清水:たしかに最近は、テレビの裏側は嘘なんだろうと疑う空気ができ上がっていますね。

だから先ほど挙げたようなVRニュースで全部を見せたり、24時間のライブの中で取材の裏側を喋ったり、制作の過程も『ホウドウキョク』の中では全部見せるというのをコンセプトにしています。地上波では難しいですが、Webでこそできることです。

また、記者クラブに入って、防衛省や外務省や首相官邸にいつも人を張り付けて、ヘリを買って災害現場へ飛んでいくなんてことを、普通のメディアが今から始めることはできません。

しかし、僕たちはこういったリソースを持ち、責任をもって取材を行っています。何十年も報道を続けてきた僕らテレビ局だからこそ、ただニュースを並べているだけではない、信頼できるニュースメディアができると思っています。

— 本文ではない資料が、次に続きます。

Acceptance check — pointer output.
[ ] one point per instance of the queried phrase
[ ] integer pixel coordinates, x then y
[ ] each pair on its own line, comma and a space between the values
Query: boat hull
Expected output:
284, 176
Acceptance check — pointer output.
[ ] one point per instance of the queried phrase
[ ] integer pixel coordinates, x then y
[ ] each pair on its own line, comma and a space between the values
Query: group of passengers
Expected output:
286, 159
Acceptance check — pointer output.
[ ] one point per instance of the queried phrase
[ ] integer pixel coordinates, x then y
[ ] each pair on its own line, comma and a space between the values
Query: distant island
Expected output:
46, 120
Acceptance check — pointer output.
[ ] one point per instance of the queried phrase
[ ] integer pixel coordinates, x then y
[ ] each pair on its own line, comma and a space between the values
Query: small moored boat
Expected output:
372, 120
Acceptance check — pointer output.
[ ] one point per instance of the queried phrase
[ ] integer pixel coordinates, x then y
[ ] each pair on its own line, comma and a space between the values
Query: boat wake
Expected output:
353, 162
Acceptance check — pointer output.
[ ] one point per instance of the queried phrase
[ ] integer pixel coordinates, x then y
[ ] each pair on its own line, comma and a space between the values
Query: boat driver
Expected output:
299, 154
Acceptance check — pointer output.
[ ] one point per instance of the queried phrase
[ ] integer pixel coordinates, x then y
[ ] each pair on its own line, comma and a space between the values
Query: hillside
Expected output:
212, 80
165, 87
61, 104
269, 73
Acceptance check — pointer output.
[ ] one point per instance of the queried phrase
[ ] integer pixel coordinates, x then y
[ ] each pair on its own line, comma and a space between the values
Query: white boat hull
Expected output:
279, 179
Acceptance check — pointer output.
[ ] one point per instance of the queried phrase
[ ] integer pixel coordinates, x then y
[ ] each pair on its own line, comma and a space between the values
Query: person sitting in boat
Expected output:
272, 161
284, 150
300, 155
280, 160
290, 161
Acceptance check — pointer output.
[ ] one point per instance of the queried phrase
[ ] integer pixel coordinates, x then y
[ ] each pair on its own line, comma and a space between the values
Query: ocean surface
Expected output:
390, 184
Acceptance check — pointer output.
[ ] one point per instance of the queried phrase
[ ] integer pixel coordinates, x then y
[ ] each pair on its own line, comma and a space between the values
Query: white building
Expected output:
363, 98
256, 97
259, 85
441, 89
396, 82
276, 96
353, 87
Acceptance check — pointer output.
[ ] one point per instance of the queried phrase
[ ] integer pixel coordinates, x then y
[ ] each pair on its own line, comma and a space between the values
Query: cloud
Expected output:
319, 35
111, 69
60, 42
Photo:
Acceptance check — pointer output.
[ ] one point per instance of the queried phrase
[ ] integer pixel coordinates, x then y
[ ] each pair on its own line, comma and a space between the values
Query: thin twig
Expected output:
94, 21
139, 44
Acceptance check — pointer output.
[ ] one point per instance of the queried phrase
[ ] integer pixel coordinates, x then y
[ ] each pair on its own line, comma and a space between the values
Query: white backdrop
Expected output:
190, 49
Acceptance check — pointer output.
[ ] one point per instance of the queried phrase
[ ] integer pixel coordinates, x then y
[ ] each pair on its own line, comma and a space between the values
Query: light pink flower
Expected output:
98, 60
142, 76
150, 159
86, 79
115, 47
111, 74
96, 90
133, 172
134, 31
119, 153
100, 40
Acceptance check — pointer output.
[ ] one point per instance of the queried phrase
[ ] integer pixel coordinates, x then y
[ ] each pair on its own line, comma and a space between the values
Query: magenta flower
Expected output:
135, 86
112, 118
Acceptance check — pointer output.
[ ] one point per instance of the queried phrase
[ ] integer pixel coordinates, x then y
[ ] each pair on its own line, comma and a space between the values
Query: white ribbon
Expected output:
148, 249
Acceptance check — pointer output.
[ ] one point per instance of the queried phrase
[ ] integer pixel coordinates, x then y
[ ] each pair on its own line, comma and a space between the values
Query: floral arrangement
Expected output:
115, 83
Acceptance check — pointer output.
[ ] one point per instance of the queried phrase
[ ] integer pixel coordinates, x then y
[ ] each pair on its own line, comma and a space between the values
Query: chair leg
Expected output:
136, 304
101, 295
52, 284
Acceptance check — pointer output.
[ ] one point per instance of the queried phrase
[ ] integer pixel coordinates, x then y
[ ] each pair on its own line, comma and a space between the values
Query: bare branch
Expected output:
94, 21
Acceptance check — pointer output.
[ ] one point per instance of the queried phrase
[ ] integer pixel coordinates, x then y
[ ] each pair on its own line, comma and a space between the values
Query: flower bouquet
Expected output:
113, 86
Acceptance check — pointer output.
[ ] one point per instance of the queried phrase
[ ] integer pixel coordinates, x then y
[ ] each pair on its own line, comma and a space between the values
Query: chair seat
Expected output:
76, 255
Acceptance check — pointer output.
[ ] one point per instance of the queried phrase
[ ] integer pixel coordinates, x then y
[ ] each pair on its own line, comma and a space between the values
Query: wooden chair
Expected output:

― 『ホウドウキョク』は、どういった人に使っていってほしいですか?

清水:もっと若い人たちに使ってほしいです。

少子化の時代ですから、ビジネスをしようと思ったら高齢者を相手にした方がもちろんいいです。でも日本の成長を考えれば、やっぱり若い人にもっと活躍してほしい。そのための情報を僕らは提供できるはずなんです。

ネットには情報が溢れていますが、フェイクニュースも多い。本当かどうかを調べていると1日終わってしまいます。そこで、『ホウドウキョク』を見れば正しいものがある、検証したかったらここを見ればいいというプラットフォームになれれば素敵ですよね。

「ホウドウキョクを見ていれば安心ですから。」そういったものを作ってあげられれば、国民の生命・財産のために何かをするというテレビ局の意義に応えられるなと。

だからこそ、若い人たちに伝わらなければ僕らの怠慢だと思っています。彼らに伝わる形を、これからも考えていきたいです。